夜の帳が降りた静かな町中では、花火の音と光はかえって強調され、
紅い閃光が背後から地面を照らし自分の影を浮き上がらせる度、ミニイカ娘は「ひいぃっ」と一層速くなる。
徐々に息切れし体力も減り、何度も躓いて「げひゃんっ!」と転がるが、決して止まることはしない。
海からやって来た恐怖の大王は、怒りで夜すら明るく燃やしているのだ。
だがすでに気力だけでは限界だった。
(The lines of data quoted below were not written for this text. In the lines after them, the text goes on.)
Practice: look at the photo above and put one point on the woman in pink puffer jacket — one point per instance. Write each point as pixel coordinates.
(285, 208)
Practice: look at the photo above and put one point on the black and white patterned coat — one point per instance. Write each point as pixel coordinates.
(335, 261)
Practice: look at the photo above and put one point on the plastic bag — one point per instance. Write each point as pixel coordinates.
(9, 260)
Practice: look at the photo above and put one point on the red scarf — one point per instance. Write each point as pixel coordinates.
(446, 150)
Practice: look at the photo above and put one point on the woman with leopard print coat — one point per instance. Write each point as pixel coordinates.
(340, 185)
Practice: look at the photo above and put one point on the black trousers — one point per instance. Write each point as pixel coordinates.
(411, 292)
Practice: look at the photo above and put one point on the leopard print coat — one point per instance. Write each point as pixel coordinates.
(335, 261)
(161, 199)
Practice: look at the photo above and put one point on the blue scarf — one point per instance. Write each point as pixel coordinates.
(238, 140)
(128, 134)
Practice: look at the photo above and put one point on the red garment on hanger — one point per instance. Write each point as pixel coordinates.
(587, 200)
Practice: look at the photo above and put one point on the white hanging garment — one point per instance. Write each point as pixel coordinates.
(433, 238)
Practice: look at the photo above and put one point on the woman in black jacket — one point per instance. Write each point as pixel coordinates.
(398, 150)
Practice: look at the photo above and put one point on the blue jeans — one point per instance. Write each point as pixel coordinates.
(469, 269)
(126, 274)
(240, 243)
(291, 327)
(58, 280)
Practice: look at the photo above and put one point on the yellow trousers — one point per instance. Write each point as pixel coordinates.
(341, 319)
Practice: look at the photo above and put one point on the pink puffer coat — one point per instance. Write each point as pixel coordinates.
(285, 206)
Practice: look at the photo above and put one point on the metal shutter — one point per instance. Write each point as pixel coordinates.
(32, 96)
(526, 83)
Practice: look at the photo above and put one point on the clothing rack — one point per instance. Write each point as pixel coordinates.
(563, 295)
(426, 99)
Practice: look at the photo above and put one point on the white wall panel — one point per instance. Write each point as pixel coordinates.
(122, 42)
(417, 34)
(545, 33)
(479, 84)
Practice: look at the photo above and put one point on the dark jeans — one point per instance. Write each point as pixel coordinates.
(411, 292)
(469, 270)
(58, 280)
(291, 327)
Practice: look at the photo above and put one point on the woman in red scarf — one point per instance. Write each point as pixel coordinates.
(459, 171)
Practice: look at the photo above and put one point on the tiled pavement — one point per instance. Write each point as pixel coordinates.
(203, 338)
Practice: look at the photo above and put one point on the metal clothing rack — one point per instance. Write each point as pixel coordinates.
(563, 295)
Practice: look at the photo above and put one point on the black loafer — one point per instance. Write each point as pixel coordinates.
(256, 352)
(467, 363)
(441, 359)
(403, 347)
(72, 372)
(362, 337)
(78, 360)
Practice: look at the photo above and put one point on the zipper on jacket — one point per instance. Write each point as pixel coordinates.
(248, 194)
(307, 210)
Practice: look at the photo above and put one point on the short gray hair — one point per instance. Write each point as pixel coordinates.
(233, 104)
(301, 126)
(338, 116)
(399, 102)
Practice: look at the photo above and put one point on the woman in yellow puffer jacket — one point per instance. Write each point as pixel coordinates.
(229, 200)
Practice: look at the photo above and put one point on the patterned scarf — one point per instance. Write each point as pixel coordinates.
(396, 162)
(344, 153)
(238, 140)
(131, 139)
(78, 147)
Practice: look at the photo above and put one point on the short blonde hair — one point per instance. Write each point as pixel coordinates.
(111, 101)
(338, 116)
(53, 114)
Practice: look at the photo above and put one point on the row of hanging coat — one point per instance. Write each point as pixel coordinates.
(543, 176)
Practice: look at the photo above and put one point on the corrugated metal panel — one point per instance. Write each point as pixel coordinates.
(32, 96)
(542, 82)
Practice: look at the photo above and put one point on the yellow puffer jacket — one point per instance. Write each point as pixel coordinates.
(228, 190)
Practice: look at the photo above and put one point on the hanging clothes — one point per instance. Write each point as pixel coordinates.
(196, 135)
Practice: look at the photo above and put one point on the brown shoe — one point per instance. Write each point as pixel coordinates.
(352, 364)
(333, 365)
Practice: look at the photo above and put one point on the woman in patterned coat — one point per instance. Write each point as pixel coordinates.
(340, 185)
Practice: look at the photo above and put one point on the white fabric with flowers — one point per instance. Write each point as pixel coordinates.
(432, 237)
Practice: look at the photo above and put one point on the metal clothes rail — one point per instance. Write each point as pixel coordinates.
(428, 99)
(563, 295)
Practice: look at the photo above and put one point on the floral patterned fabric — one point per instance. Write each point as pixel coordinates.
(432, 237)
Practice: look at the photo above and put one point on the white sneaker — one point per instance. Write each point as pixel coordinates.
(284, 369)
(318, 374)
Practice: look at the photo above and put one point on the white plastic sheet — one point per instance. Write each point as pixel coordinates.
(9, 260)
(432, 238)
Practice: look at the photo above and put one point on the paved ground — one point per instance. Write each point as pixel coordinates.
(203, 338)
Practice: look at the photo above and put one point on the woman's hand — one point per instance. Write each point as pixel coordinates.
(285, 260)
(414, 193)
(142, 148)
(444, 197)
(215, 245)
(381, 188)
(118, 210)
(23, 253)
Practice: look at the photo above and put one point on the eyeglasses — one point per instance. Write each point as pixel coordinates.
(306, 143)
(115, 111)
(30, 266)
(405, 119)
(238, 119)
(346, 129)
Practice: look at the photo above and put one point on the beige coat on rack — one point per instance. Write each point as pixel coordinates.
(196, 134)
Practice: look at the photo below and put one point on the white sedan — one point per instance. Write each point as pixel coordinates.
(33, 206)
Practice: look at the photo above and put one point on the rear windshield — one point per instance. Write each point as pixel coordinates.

先程の人間達の踏みつけ攻撃も応えたし、
柔らかい砂浜と違い固いアスファルトは、ただ走るだけでも手足を痛めつけた。

ミニイカ娘は隠れられる場所を探して、走りながら左右を見渡していたが、
背後の爆発で夜が昼に変わった一瞬、電柱の根元から一筋の長い闇が伸びているのを見つけた。
「ゲショォッ!!」とミニイカ娘は歓声を上げ、素早くその影に身を翻した。
電柱に背中を張り付け、「がはぁっ…はぁ…はぁ…ぜぇ…」と荒い息を整える。
何度も爆発が起こっても、ここの狭い空間だけは不思議と夜を保っている。
ミニイカ娘はへなへなとしゃがみ込むと、安堵のあまり「げそ…げそぉ…えへへぇ~…」と笑い出した。
手足はびりびりと痙攣し、心臓がバクバクと今にも破裂しそうに波打つ。
これまでに経験したことの無い運動量に、自分の体が自分ので無いようだった。
そうしてしばらく息を整えていると冷静さを取り戻し、これまでの体験が思い返された。
想像を絶する恐怖、爆発、炎、大量の人間の足、迫り来る巨大な何か…。
全てがこの年若いミニイカ娘の経験を上回り、遺伝子に組み込まれた自然の常識を超越している。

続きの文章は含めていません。